Demand paging in Operating Systems - Time & Space Complexity

When using demand paging, the system loads pages only when needed. We want to understand how the time to access memory changes as the number of pages grows.

How does the number of page accesses affect the total time spent loading pages?

Analyze the time complexity of the following simplified demand paging process.

for each memory_access in program:
    if page not in memory:
        load page from disk
    access data in page

This code checks if a page is in memory for each access and loads it if missing, then accesses the data.

Look for repeated actions that affect time.

• Primary operation: Checking and loading pages for each memory access.
• How many times: Once per memory access in the program.

As the number of memory accesses increases, the system may need to load more pages, which takes extra time.
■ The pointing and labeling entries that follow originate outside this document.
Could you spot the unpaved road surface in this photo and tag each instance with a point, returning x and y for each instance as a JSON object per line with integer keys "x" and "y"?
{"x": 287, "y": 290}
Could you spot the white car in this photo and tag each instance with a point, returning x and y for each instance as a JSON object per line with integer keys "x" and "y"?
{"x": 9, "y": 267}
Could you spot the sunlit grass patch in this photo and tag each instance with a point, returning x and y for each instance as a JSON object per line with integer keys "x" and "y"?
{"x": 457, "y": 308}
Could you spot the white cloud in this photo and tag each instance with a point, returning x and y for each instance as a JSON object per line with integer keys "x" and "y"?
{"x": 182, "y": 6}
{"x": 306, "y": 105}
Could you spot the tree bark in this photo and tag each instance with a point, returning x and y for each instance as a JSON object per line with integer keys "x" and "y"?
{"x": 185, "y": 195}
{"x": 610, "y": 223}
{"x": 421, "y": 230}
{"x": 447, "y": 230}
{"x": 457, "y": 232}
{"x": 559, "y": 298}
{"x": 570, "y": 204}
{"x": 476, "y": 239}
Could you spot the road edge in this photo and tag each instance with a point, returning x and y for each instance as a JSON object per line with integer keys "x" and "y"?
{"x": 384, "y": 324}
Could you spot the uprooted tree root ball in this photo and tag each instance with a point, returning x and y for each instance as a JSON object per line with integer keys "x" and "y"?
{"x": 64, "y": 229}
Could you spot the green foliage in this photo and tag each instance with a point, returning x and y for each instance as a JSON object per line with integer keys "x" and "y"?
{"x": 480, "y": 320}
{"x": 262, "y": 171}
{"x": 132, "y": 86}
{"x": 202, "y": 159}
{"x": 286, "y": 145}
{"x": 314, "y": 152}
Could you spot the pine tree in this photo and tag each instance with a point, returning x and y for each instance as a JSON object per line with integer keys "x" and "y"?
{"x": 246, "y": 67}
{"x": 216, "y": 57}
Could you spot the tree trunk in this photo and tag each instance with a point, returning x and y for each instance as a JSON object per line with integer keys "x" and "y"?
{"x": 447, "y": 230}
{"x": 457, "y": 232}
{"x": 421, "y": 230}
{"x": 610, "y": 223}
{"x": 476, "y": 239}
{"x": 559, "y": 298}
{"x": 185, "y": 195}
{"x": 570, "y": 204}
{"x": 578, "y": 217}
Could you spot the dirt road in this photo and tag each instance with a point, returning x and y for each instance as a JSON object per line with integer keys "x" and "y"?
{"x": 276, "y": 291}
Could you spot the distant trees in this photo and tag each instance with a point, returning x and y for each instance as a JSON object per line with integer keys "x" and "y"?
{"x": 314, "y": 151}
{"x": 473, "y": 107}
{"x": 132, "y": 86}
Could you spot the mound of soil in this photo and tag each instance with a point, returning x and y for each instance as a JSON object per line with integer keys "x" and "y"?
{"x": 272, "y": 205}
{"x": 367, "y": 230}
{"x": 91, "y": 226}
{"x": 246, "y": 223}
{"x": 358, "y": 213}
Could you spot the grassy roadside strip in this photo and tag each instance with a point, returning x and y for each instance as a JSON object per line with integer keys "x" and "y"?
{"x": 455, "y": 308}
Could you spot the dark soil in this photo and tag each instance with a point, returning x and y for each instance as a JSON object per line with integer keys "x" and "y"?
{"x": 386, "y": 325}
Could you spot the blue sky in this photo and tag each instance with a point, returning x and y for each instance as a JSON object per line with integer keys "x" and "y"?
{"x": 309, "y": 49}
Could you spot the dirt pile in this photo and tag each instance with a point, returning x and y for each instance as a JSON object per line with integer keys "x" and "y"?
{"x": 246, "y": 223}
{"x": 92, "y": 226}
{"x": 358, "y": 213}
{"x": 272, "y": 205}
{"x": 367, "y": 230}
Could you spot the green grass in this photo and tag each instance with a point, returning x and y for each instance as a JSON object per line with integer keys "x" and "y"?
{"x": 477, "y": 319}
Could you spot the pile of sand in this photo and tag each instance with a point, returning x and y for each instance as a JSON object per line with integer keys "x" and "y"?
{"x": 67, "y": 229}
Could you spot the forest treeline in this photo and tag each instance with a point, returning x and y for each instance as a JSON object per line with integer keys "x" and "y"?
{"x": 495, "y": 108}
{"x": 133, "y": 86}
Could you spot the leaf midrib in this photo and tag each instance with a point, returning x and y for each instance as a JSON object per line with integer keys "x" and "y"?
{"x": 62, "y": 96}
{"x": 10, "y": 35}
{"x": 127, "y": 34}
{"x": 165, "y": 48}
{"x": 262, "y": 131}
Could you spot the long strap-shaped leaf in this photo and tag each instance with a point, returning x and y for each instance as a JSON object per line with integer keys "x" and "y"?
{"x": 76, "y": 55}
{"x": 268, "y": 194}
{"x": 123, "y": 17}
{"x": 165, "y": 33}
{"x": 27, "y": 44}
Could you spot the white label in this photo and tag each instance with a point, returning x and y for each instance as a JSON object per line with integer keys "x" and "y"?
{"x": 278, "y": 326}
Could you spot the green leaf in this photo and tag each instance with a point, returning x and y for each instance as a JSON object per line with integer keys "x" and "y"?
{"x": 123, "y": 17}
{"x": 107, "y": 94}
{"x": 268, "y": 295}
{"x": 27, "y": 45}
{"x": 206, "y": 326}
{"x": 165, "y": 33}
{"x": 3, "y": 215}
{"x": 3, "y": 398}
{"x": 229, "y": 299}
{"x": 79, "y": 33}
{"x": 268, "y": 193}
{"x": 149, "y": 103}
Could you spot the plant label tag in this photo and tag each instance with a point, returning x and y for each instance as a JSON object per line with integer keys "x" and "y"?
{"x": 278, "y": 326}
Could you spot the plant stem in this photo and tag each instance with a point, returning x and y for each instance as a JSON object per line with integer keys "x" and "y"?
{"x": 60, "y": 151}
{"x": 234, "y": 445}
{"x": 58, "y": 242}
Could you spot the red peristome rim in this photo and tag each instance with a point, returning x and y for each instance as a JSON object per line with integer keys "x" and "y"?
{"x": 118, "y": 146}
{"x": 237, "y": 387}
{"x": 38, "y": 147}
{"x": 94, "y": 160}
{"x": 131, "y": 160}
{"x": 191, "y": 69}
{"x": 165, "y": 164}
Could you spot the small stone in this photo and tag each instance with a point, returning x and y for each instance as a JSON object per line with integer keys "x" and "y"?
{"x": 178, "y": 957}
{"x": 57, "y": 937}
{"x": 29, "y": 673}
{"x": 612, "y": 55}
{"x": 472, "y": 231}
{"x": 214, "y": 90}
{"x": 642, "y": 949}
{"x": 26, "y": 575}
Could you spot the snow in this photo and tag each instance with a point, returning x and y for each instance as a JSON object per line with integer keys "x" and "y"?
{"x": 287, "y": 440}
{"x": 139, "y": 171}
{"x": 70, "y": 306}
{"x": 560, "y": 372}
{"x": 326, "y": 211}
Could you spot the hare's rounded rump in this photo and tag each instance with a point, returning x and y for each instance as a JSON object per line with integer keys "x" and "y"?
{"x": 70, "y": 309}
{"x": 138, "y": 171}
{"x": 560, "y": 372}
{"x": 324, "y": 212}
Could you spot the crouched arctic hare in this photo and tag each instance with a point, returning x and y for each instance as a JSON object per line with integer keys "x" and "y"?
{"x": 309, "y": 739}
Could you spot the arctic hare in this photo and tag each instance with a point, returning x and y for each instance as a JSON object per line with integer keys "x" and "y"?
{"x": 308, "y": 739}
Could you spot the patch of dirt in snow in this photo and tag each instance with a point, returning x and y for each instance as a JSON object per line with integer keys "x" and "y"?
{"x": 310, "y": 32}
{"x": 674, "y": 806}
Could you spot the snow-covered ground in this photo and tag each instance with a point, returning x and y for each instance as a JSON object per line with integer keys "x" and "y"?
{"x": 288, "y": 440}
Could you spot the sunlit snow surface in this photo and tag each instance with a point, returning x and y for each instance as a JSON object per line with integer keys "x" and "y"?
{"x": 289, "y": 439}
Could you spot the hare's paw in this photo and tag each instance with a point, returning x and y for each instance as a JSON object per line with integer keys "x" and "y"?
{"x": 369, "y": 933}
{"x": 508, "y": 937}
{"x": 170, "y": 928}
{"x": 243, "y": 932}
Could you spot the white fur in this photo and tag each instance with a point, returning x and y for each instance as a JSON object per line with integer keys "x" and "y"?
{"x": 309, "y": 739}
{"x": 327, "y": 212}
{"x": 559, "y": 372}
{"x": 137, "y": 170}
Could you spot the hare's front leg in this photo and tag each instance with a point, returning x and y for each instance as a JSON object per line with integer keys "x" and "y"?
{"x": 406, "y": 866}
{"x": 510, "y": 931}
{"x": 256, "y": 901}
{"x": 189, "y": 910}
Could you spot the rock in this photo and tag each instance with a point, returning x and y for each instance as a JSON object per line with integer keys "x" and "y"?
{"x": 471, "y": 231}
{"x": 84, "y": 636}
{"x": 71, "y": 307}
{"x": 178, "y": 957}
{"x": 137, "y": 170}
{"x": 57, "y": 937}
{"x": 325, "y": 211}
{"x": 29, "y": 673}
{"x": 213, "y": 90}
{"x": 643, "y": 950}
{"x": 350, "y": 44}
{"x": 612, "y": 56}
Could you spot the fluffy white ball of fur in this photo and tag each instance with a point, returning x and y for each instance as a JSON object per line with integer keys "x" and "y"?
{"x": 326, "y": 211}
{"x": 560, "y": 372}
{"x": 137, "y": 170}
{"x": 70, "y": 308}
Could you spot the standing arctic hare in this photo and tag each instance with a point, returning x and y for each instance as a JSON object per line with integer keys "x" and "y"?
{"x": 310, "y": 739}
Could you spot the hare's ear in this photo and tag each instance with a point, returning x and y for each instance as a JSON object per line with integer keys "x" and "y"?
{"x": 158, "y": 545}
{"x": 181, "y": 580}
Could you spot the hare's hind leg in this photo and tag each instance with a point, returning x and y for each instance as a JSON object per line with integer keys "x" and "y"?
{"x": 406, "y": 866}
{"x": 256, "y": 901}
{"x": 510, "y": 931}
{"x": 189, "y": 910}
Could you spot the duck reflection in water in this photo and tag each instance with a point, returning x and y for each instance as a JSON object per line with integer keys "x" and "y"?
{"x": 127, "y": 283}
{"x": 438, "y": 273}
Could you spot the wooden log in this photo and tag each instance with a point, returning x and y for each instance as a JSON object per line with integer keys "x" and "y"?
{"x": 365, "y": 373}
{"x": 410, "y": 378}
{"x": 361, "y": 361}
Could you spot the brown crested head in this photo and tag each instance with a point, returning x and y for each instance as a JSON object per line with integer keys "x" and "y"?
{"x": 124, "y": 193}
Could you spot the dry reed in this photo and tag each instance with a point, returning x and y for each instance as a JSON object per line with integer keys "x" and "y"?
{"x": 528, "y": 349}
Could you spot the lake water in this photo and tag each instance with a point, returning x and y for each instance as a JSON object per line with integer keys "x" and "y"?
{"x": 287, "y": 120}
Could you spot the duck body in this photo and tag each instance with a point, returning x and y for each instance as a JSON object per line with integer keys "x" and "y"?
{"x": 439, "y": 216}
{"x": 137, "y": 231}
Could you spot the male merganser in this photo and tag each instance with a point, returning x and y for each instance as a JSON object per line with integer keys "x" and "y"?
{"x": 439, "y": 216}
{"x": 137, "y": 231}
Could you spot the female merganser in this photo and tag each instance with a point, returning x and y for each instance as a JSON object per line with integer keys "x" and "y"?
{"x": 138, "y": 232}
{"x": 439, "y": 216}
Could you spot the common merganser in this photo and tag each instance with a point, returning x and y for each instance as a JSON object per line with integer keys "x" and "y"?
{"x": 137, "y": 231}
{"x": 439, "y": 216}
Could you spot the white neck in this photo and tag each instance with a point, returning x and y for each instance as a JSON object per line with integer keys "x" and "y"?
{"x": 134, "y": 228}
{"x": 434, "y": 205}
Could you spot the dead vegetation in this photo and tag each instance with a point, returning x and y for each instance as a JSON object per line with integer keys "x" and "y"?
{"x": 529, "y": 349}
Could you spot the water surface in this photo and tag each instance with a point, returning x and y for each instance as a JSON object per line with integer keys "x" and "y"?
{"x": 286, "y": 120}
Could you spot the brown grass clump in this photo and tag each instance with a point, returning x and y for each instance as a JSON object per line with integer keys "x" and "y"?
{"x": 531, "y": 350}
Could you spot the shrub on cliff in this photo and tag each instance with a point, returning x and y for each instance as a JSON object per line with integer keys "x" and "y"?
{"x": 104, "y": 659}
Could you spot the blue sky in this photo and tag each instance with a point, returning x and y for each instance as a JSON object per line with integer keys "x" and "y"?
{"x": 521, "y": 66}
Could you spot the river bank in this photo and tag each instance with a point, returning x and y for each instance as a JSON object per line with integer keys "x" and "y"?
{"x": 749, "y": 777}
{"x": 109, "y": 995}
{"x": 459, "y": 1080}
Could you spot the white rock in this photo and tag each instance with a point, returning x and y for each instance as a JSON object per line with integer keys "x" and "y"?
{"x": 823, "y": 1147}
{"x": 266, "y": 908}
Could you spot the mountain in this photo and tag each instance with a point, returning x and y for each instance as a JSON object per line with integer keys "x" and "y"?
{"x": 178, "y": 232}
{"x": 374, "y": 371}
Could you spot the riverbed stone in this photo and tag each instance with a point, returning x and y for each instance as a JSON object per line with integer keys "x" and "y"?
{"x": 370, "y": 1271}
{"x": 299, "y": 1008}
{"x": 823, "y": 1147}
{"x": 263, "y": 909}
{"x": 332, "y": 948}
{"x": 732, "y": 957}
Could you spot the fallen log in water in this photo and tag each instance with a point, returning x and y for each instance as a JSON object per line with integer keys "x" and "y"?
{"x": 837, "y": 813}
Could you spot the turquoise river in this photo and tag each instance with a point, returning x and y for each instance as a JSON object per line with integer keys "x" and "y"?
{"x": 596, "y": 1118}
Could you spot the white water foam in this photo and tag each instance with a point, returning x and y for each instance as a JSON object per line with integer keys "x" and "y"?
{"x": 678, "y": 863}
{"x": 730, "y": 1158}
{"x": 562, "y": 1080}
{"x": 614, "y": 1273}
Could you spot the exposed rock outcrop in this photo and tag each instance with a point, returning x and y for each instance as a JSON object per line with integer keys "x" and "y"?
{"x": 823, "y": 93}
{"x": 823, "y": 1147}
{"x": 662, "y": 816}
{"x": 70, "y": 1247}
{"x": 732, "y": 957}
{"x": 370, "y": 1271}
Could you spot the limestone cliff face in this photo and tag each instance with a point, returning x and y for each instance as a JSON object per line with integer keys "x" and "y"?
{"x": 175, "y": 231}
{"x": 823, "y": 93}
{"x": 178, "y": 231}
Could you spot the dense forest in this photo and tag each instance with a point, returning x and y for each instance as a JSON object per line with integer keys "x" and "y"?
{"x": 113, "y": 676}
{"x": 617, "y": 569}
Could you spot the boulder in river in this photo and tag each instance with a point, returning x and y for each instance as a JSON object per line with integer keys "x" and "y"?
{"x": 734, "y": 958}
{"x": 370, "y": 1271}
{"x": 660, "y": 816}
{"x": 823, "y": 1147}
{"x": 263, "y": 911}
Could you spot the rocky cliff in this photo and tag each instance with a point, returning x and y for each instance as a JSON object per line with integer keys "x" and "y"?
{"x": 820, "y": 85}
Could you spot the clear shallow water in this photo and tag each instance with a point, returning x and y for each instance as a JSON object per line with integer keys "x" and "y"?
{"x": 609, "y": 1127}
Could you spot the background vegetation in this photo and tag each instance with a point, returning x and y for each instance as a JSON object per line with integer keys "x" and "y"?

Input Size (memory accesses)	Approx. Operations (page checks and loads)
10	Up to 10 page checks and some page loads
100	Up to 100 page checks and more page loads
1000	Up to 1000 page checks and many page loads

Pattern observation: The time grows roughly in direct proportion to the number of memory accesses, since each access may cause a page load.

Time Complexity: O(n)

This means the time to handle memory accesses grows linearly with the number of accesses, because each access may trigger a page load.

[X] Wrong: "Demand paging always takes constant time per access because pages are loaded only once."

[OK] Correct: The first time a page is accessed, loading it from disk takes extra time, so the total time depends on how many unique pages are accessed, not just the number of accesses.

Understanding how demand paging affects time helps you explain how operating systems manage memory efficiently. This skill shows you can think about how system design impacts performance.

What if the program accesses pages in a repeating pattern that fits entirely in memory? How would the time complexity change?